O discurso do PT dessa ampla frente que está no governo é o da luta contra o retrocesso, representado pelo PSDB, pelo DEM, o grupo que já esteve no governo e já demonstrou ser pior do que esse. Como entrar no contraponto desse discurso, que é muito forte?

É o discurso do mau menor, que é um discurso circular. Você não vai adiante de jeito nenhum com esse discurso, apenas reduz a perda, coisa que também tem um fundamento sociológico profundo. Toda vez que uma nação sofre um golpe muito grande, para a geração seguinte é terrível. Na primeira guerra na França, a geração que se seguiu não tinha filhos. Ela se fechou, não procriava de medo do filho ir para a guerra. A geração espanhola que viveu a guerra da Espanha, enquanto o Franco não morria, morria de medo, não fazia nada. É preciso apontar um futuro, trazer ânimo. Por isso que a campanha nítida é importante. Ela é uma campanha que pode ser feita com vistas a uma afirmação muito forte de coragem, coerência e de apontar um futuro mesmo, dizer: “não fiquem com essa coisinha de reduzir o prejuízo. Pensa grande, vai para a frente”. É uma campanha que pode atingir muito a juventude, pela sua própria idade, configuração, ela vê o futuro. Essa é a estratégia que eu pretendo usar se for candidato.


E quais seriam as principais diferenças da política programática do Psol com uma candidatura única e do Psol apoiando a Marina?

Como é que nós vamos falar no transgênico, como é que vamos falar na transposição? Ela assinou tudo. Tudo que nós contestamos ela assinou. Então é uma dificuldade enorme e por isso que a base do partido está dizendo “não, isso não é possível”. Somos um partido socialista. A base do partido quer a afirmação do nosso projeto. E essa seria uma campanha de um outro projeto, que não é o nosso.


Como o senhor avalia o Psol hoje, depois de sete anos de existência?
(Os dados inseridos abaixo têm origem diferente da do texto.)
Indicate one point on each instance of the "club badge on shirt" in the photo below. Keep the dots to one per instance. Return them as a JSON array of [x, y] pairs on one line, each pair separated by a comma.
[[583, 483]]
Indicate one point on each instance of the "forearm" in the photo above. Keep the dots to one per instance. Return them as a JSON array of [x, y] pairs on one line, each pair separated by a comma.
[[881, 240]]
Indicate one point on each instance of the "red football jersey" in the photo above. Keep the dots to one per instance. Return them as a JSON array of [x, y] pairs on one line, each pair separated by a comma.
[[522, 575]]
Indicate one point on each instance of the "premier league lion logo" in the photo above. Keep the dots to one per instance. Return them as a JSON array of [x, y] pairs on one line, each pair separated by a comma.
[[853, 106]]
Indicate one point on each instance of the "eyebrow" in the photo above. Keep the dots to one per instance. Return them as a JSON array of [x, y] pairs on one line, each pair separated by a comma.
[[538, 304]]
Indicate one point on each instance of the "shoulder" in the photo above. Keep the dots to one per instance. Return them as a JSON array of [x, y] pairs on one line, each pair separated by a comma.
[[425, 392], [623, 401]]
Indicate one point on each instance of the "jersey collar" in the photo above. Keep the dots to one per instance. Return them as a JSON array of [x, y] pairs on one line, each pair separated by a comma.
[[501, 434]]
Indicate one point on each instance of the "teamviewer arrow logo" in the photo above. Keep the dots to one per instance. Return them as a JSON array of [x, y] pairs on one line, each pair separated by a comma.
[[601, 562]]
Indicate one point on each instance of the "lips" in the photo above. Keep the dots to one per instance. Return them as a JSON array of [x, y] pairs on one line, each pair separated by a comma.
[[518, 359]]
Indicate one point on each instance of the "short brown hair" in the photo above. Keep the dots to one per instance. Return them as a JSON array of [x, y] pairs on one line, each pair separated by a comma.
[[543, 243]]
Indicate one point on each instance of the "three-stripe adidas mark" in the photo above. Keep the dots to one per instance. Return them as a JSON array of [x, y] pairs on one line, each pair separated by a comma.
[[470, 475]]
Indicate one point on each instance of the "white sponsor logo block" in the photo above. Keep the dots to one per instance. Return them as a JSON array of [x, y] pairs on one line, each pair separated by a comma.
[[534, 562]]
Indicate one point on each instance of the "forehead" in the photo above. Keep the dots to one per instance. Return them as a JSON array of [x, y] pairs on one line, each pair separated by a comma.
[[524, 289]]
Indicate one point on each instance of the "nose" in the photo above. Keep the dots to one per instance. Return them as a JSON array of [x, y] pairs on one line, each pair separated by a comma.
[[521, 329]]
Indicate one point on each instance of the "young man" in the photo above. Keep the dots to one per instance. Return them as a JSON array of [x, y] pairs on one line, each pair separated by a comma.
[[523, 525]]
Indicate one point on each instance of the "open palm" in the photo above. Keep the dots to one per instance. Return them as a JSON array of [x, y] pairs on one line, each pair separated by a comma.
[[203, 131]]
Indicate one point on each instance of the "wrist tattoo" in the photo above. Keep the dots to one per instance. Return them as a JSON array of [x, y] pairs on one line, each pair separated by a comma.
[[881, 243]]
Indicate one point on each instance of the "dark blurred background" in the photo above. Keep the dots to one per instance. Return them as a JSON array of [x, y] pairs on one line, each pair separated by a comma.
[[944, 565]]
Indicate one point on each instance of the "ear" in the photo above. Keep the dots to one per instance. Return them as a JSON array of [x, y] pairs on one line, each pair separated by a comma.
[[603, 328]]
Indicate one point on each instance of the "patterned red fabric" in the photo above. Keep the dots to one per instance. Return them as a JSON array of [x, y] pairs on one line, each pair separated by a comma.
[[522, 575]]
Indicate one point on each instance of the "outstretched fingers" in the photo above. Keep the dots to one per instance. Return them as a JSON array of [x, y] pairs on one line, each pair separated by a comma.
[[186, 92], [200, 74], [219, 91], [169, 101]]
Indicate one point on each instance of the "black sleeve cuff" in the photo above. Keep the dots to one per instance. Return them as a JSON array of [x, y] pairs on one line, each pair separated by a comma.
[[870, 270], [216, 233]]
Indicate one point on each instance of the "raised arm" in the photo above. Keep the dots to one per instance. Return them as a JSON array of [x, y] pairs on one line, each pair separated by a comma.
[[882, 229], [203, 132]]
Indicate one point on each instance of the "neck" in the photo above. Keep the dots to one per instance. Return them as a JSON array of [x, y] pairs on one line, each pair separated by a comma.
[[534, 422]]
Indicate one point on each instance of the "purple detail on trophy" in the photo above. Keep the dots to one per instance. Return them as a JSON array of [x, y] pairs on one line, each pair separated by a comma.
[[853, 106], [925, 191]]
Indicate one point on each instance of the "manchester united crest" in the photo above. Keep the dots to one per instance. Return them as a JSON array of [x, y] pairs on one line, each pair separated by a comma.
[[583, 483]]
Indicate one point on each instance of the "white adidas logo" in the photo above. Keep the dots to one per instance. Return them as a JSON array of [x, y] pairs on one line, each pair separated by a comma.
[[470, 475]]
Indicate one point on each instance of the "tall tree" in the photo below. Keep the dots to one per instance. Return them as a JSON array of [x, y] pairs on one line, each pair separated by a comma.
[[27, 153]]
O Psol é uma força. Há no país uma porcentagem relativamente pequena de pessoas que não aceitam o que está acontecendo, com valores distintos, mas de maneira geral, com valores sociais, coletivos, visão de nação, de coesão nacional. Em várias camadas sociais. Esse pessoal é naturalmente Psol. Porque os outros dois partidos à esquerda tem uma penetração, mas uma forma de atuar muito mais estrita, de modo que caminham mais lentamente. O Psol é um pouco o desaguadouro, naturalmente. Mas o Psol precisa –e essa campanha é importantíssima para isso – nuclear e organizar esses setores dispersos para começar uma caminhada. Ninguém tem grandes ilusões de que nós temos condições de muito sucesso a curto prazo. Isso é uma ilusão. A derrota sofrida pelo povo foi imensa. Nós estamos juntando os cacos para recomeçar.


Um apoio à candidatura da Marina, que está num partido que não é de esquerda não seria uma derrota para um partido que se afirma socialista?

É isso que eu estou dizendo para o pessoal. Isso não é uma avanço, é uma acomodação. E o partido socialista não se acomoda. A característica do socialista é a não acomodação a qualquer coisa.

É pegar o ônibus errado...

Exatamente, vai para outro bairro. A ideia é essa, fundamentalmente. Chegar, ouvir os movimentos populares, fazer um programa sólido, é um programa ainda com base na sociedade de produção de mercadorias, porém esticando essa realidade e criando uma dinâmica de transformação social.


Qual é o seu calendário para os próximos meses?

Eu vou correr o país, é uma pré candidatura. O país todo está me chamando para fazer reuniões, pequenos núcleos que nós temos. Segundo, estou montando um forte esquema de internet porque nessa campanha a Internet vai dar um grande passo.